Pour approfondir : En l’espèce, M. Erick Y, associé minoritaire de la société Basse-Terre Télévision, déclare l’état de cessation des paiements de la société Basse-Terre Télévision (BST) le 27 septembre 2012 auprès du greffe du Tribunal mixte de commerce de Pointe-à-Pitre.

Le 4 octobre 2012, la juridiction place la société BST en procédure de redressement judiciaire, sans toutefois convoquer préalablement ni la société, ni le représentant légal.

Compte tenu de ces circonstances exceptionnelles, M. Mario Y, Président de la société BST, forme une tierce opposition au jugement de redressement judiciaire estimant que le principe du contradictoire a été violé et contestant l’état de cessation des paiements.

Pour rappel, la tierce opposition constitue une voie de recours tendant à faire rétracter ou réformer un jugement au profit du tiers qui l’attaque.

Parallèlement, le redressement judiciaire est converti en procédure de liquidation judiciaire par jugement rendu le 22 novembre 2012 du Tribunal mixte de commerce de Pointe-à-Pitre.

Cette tierce opposition peut notamment être formée par le débiteur lui-même.

En l’espèce, la tierce opposition de Mario Y est donc déclarée recevable et bien fondée par la Cour d’appel de Basse-Terre par un arrêt du 25 novembre 2013, n°12/02083.

A cet égard, les juges du fond rappellent que M. Erick Y, en sa qualité d’associé, n’avait aucunement la qualité pour solliciter l’ouverture d’une procédure collective à l’égard de la société BST.

Par ailleurs, les juges du fond précisent que si M. Erick Y, en sa qualité d’associé, se prétendait créancier, ce dernier aurait dû emprunter la voie de l’assignation afin de faire respecter le principe du contradictoire.

Enfin, la juridiction d’appel relève que la société BST n’a jamais été en état de cessation des paiements.

M. Erick Y s’est alors pourvu en cassation contre cet arrêt.

Toutefois, la Cour de cassation déclare ce pourvoi irrecevable.
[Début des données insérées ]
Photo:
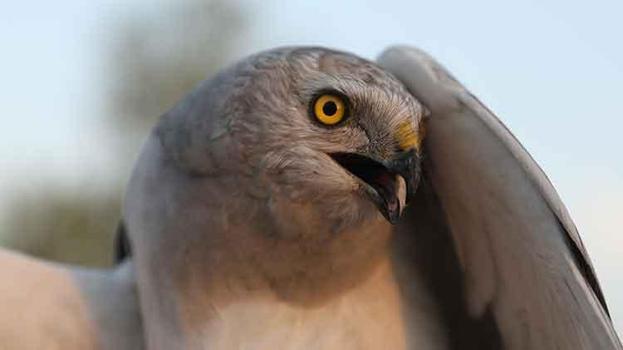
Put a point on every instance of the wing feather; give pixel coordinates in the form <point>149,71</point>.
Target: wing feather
<point>519,253</point>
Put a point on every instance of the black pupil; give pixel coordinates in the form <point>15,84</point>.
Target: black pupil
<point>329,108</point>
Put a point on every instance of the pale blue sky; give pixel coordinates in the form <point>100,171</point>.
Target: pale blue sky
<point>552,70</point>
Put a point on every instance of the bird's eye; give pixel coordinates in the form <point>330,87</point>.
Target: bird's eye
<point>329,109</point>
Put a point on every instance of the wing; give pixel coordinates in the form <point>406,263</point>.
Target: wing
<point>502,253</point>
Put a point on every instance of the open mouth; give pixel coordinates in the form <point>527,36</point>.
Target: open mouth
<point>382,182</point>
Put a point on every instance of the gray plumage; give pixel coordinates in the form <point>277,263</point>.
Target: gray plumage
<point>255,226</point>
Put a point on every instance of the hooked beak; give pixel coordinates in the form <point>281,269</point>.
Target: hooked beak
<point>380,179</point>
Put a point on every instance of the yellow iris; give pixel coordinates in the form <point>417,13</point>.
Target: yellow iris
<point>329,109</point>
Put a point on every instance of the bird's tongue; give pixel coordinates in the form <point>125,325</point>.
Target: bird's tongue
<point>392,188</point>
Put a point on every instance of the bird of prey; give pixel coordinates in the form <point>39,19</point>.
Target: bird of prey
<point>305,198</point>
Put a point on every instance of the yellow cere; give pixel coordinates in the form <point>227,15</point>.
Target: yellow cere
<point>329,109</point>
<point>407,137</point>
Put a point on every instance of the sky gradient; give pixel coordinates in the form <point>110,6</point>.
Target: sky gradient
<point>551,70</point>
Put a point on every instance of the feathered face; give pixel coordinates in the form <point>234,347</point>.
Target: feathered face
<point>311,129</point>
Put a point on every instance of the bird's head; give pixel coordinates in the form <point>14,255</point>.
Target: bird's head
<point>309,131</point>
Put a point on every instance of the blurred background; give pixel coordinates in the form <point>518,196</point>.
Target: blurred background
<point>83,82</point>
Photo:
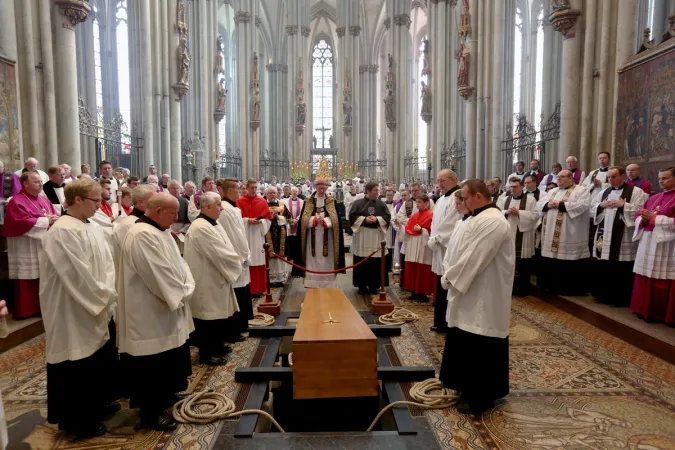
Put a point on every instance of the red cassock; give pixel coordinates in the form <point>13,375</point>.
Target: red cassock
<point>418,276</point>
<point>255,208</point>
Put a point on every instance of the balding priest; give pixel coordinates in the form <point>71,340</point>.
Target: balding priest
<point>28,216</point>
<point>478,273</point>
<point>654,290</point>
<point>76,291</point>
<point>154,285</point>
<point>369,218</point>
<point>215,266</point>
<point>321,239</point>
<point>256,216</point>
<point>233,224</point>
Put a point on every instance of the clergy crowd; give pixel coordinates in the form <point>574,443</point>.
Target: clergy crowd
<point>129,273</point>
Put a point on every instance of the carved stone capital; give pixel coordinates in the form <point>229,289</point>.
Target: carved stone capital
<point>242,17</point>
<point>563,20</point>
<point>402,20</point>
<point>75,11</point>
En effet, la Cour rappelle expressément les dispositions applicables en matière de procédure collective.

D’une part, seuls le tiers opposant, le débiteur, le créancier poursuivant et le ministère public peuvent former un pourvoi à l’encontre d’un arrêt statuant sur une tierce opposition à l’encontre d’un jugement d’ouverture d’un redressement judiciaire.

D’autre part, seuls le tiers opposant, le débiteur, l’administrateur judiciaire, le mandataire judiciaire, le comité d’entreprise – ou à défaut les délégués du personnel – et le ministère public peuvent former un pourvoi en cassation à l’encontre d’un arrêt statuant sur une tierce opposition à l’encontre d’un jugement de conversion de redressement en liquidation judiciaire.

Ainsi, en l’espèce, la Cour précise que la simple qualité d’associé ne permet pas de former un pourvoi en cassation contre de telles décisions à moins d’être un créancier poursuivant, ce que n’était pas M. Erick Y.

En d’autres termes, l’associé aurait dû, comme l’a relevé la Cour d’appel, emprunter la voie de l’assignation au même titre que n’importe quel créancier.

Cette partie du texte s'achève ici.